It was a special year for George Halas and the Chicago Bears.
In 1963, the Bears finished the season with an 11-1-2 record en route to beating the New York football Giants for the NFL championship, but it was that one tie game that is forever etched in the memories of the '63 champs.
The date Nov. 24 was Week 11 of the football season, and the Bears were practicing at Wrigley Field.
"I'll never forget because [Bears guard] Ted [Karras] and I were going around the curve near 22nd Street on the Dan Ryan," former Tackle John Johnson recalled. "They announced, and it was like you just lost your breath."
President John F. Kennedy had been assassinated in Dallas.
"We had just come off the practice field when we heard about it, so it was quite a shock knowing something like that could happen in the United States," former fullback Ronnie Bull said. "It took us all aback."
In that moment no one on the '63 Bears team thought football was important.
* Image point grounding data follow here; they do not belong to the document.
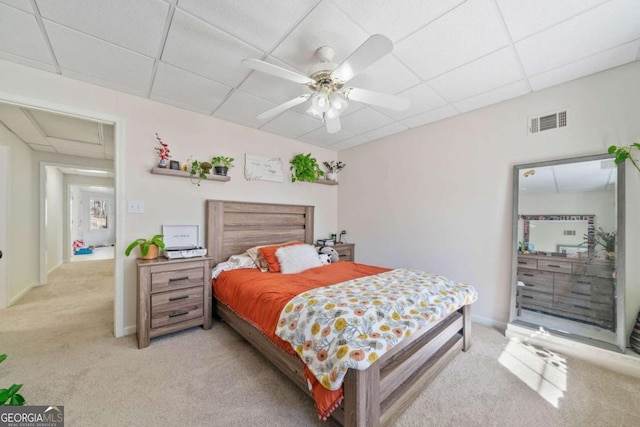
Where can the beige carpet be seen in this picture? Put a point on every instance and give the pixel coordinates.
(60, 345)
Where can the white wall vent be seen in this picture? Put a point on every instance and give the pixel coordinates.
(548, 121)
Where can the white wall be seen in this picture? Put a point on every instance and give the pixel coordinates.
(105, 237)
(439, 197)
(54, 217)
(22, 221)
(171, 200)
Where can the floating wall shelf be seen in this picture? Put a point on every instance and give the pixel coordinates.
(185, 174)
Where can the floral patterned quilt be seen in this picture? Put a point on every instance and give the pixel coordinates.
(351, 324)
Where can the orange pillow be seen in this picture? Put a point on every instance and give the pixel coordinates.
(269, 254)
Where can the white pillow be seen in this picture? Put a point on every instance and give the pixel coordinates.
(233, 263)
(297, 258)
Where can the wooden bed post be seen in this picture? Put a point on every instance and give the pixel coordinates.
(466, 312)
(365, 411)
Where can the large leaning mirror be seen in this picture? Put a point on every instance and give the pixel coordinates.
(568, 257)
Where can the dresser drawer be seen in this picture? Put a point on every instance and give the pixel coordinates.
(176, 306)
(603, 271)
(177, 279)
(554, 265)
(533, 299)
(536, 279)
(525, 262)
(583, 287)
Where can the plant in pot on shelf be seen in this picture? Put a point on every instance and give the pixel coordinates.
(164, 153)
(222, 164)
(148, 247)
(333, 168)
(303, 167)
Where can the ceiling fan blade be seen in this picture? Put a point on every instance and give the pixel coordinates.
(374, 48)
(384, 100)
(274, 70)
(278, 109)
(333, 124)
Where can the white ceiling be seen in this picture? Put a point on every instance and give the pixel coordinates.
(450, 56)
(592, 175)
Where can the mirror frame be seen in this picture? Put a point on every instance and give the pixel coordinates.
(620, 330)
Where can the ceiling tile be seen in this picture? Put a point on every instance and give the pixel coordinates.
(422, 98)
(326, 25)
(387, 75)
(66, 127)
(258, 22)
(466, 33)
(392, 20)
(96, 58)
(604, 27)
(244, 107)
(21, 36)
(179, 85)
(201, 49)
(271, 88)
(137, 25)
(19, 4)
(348, 143)
(526, 17)
(593, 64)
(387, 130)
(292, 124)
(484, 74)
(45, 148)
(493, 96)
(430, 116)
(364, 120)
(322, 138)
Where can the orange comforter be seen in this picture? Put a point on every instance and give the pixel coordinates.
(260, 297)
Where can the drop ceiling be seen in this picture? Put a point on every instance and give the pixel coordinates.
(449, 56)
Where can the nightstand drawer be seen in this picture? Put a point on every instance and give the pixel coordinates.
(176, 306)
(177, 279)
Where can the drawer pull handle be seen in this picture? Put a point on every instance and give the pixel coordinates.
(180, 313)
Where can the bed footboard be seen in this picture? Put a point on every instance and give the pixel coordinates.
(376, 396)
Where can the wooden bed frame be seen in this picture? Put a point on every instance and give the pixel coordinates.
(375, 396)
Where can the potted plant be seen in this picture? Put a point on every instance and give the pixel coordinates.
(624, 152)
(148, 247)
(305, 168)
(333, 168)
(222, 164)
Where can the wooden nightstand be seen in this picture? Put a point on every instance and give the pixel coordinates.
(347, 251)
(172, 295)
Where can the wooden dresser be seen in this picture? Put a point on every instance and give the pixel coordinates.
(346, 251)
(576, 289)
(172, 295)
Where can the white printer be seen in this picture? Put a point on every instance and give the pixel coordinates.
(181, 241)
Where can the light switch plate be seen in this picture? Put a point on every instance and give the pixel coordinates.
(135, 206)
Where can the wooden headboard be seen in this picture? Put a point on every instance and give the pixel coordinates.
(234, 227)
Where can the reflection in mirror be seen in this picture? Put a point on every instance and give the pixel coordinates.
(566, 218)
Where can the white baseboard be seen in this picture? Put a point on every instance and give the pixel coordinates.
(21, 294)
(625, 363)
(486, 321)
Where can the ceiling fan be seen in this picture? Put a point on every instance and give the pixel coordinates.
(328, 83)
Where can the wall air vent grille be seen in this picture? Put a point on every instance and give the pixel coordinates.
(548, 121)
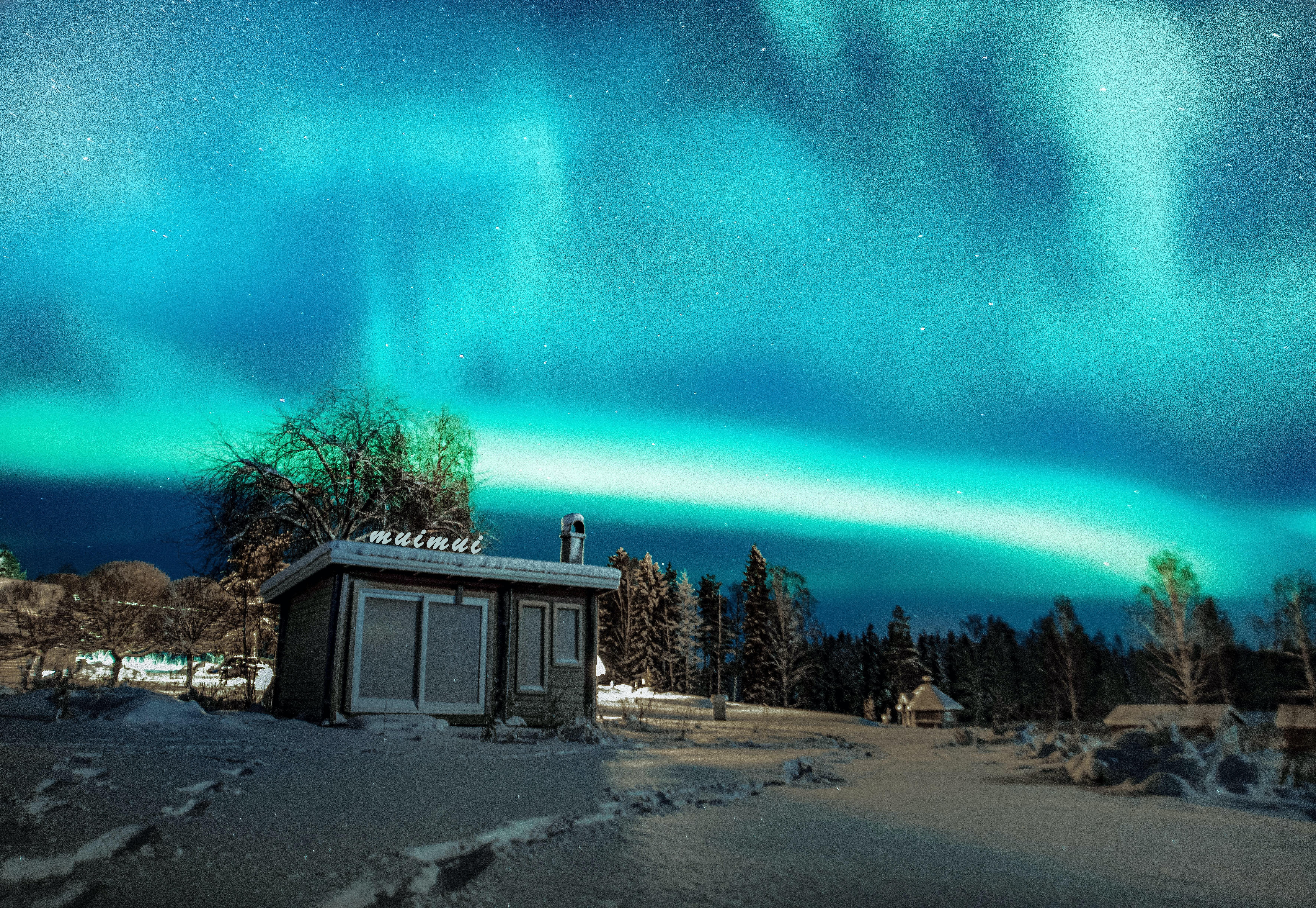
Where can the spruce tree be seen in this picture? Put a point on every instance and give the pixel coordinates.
(902, 656)
(756, 672)
(618, 630)
(10, 566)
(873, 673)
(688, 634)
(714, 632)
(647, 665)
Everyone was in shock.
NFL Commissioner Pete Rozelle was in contact with the White House and made the decision the games would go on, but there would be no television, radio or music played at the stadiums.
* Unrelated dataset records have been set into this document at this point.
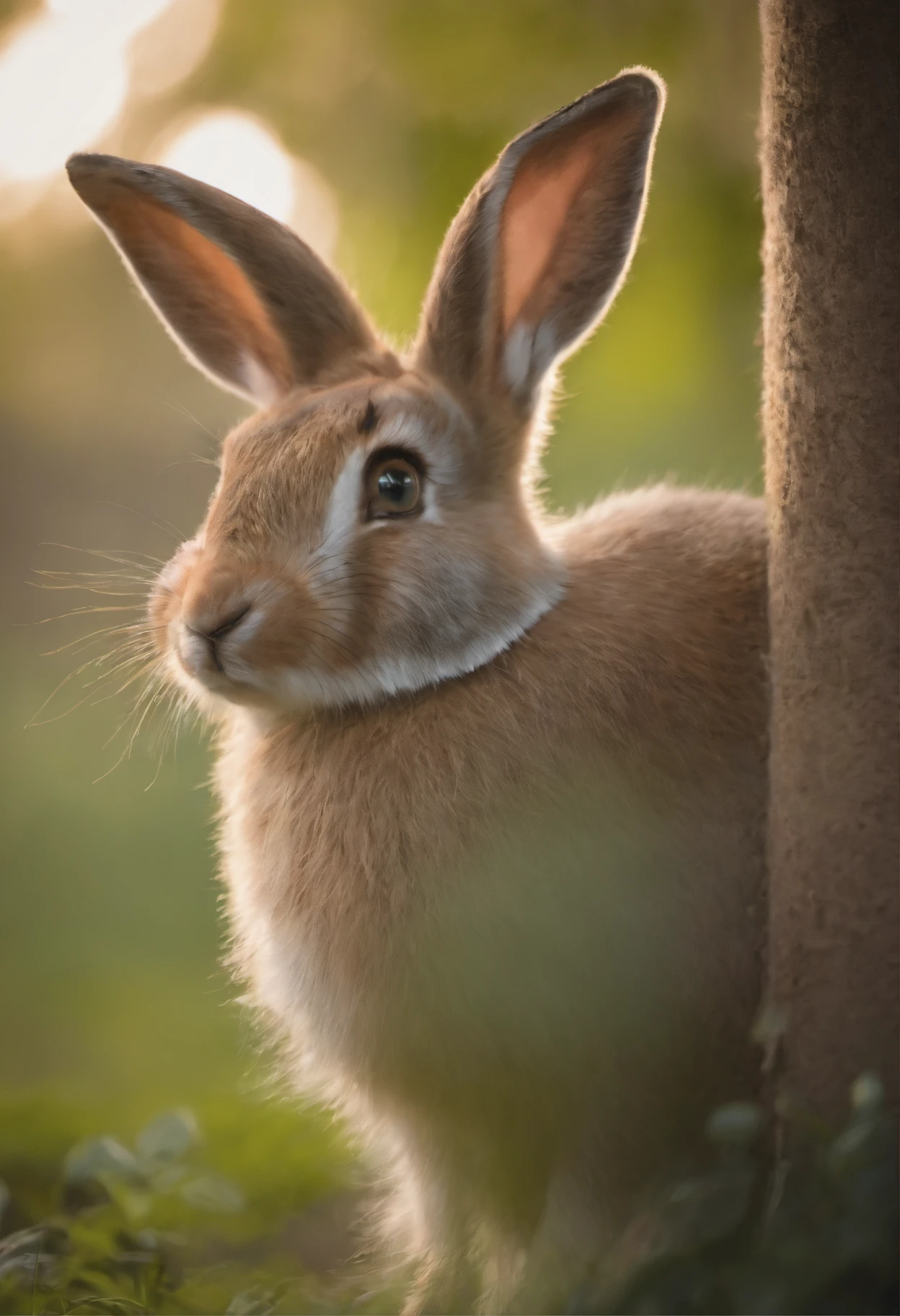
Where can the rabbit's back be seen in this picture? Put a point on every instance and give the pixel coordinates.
(537, 886)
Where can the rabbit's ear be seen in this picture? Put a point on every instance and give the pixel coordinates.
(541, 247)
(244, 297)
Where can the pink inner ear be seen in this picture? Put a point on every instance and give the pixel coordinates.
(203, 292)
(534, 216)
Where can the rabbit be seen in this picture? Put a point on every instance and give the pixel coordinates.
(491, 781)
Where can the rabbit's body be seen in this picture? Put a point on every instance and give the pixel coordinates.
(502, 929)
(491, 784)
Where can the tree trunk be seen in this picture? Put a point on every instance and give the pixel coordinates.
(829, 164)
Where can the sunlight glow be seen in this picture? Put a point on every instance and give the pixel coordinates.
(65, 76)
(237, 153)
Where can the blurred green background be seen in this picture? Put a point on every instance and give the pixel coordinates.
(386, 111)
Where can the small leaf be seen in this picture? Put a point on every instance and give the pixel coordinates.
(737, 1124)
(169, 1136)
(210, 1193)
(100, 1159)
(868, 1094)
(255, 1302)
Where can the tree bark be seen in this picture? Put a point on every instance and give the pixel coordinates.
(829, 166)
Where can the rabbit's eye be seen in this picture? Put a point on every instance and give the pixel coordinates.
(392, 488)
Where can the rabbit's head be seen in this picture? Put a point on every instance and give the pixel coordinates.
(374, 528)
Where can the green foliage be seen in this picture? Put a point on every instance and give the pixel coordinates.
(154, 1227)
(816, 1234)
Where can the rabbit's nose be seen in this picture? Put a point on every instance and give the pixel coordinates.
(207, 636)
(217, 629)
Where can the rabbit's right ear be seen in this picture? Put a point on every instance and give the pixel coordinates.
(539, 249)
(242, 295)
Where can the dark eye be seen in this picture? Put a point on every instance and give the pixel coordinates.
(392, 488)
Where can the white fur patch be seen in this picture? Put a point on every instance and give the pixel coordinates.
(258, 383)
(528, 354)
(373, 680)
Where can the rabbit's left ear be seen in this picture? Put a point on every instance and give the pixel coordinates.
(249, 303)
(541, 247)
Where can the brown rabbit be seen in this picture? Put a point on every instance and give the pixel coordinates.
(491, 784)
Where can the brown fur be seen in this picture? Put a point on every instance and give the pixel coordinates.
(491, 784)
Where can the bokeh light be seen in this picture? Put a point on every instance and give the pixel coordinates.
(66, 75)
(237, 153)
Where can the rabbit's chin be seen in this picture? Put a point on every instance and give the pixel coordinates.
(295, 690)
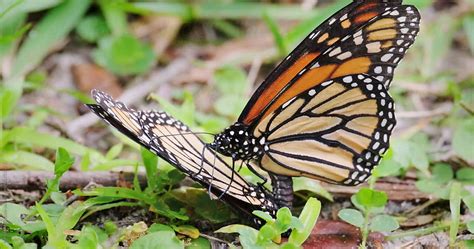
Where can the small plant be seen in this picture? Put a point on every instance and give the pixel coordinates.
(270, 234)
(369, 218)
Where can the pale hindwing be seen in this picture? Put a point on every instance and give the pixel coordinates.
(174, 142)
(335, 132)
(184, 149)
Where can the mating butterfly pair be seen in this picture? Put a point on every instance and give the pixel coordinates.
(324, 112)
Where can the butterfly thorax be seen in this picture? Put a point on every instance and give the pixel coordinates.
(237, 142)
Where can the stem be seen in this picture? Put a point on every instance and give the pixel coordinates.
(455, 207)
(423, 231)
(365, 230)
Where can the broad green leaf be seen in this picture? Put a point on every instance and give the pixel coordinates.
(114, 151)
(187, 230)
(371, 198)
(462, 139)
(303, 183)
(156, 227)
(199, 243)
(19, 243)
(28, 136)
(264, 216)
(383, 223)
(442, 173)
(28, 159)
(5, 245)
(13, 213)
(352, 216)
(158, 240)
(308, 217)
(63, 162)
(124, 55)
(469, 201)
Two days later Bears guard Bob Wetoska remembers the bus ride to Forbes Field in Pittsburgh listening to the news reports on a radio someone placed on the luggage rack.
"They were announcing the transfer of Lee Harvey Oswald out of prison" Wetoska recalled, "and Jack Ruby shot him. The announcer came on the radio and said 'He's shot! He's shot!' and the old man [Halas] jumped out of his seat saying 'you're supposed to be thinking about the ballgame!'"
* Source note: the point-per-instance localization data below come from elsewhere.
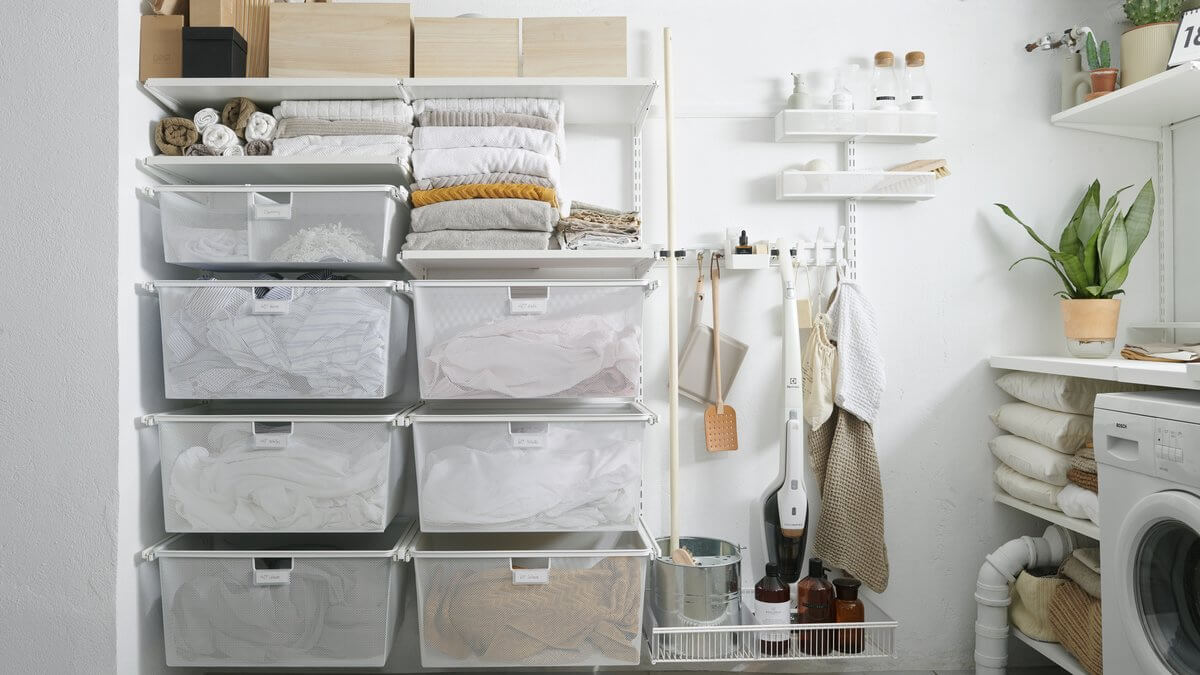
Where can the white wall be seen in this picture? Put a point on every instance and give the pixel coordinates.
(58, 338)
(936, 273)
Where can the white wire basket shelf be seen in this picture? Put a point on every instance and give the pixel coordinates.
(875, 638)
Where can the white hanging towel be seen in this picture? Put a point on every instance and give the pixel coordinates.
(859, 378)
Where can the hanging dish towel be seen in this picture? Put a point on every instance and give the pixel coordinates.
(850, 531)
(859, 375)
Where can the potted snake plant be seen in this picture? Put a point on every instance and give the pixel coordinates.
(1092, 261)
(1146, 47)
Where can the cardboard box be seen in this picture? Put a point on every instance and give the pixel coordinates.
(575, 47)
(211, 13)
(466, 47)
(162, 46)
(340, 40)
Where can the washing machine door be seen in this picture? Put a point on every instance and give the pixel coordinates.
(1159, 561)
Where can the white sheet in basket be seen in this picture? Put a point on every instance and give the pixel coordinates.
(531, 358)
(329, 477)
(577, 481)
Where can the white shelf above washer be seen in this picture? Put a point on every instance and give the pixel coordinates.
(1141, 109)
(1173, 375)
(474, 264)
(277, 171)
(1085, 527)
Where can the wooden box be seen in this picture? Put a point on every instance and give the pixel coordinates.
(340, 40)
(574, 47)
(466, 47)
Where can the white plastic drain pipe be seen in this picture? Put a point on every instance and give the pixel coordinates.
(1000, 569)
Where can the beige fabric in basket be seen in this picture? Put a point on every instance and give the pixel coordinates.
(850, 531)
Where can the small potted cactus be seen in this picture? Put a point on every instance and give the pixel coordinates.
(1146, 47)
(1099, 61)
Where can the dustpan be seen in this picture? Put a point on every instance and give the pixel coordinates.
(697, 380)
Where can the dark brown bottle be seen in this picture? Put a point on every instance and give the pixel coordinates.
(849, 609)
(773, 607)
(814, 604)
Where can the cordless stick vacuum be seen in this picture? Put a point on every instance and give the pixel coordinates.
(786, 508)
And with that the Bears coach knocked the radio to the floor.
The Bears tied the Steelers that day 17-17 thanks to a Mike Ditka run setting up the game-tying field goal. Players who were there say it was one of the greatest runs in football, a run no one but those on the field and the 40,000 fans in the stands would see.
One month later the Bears won the championship. But, they'll never forget the one game they wished they never played.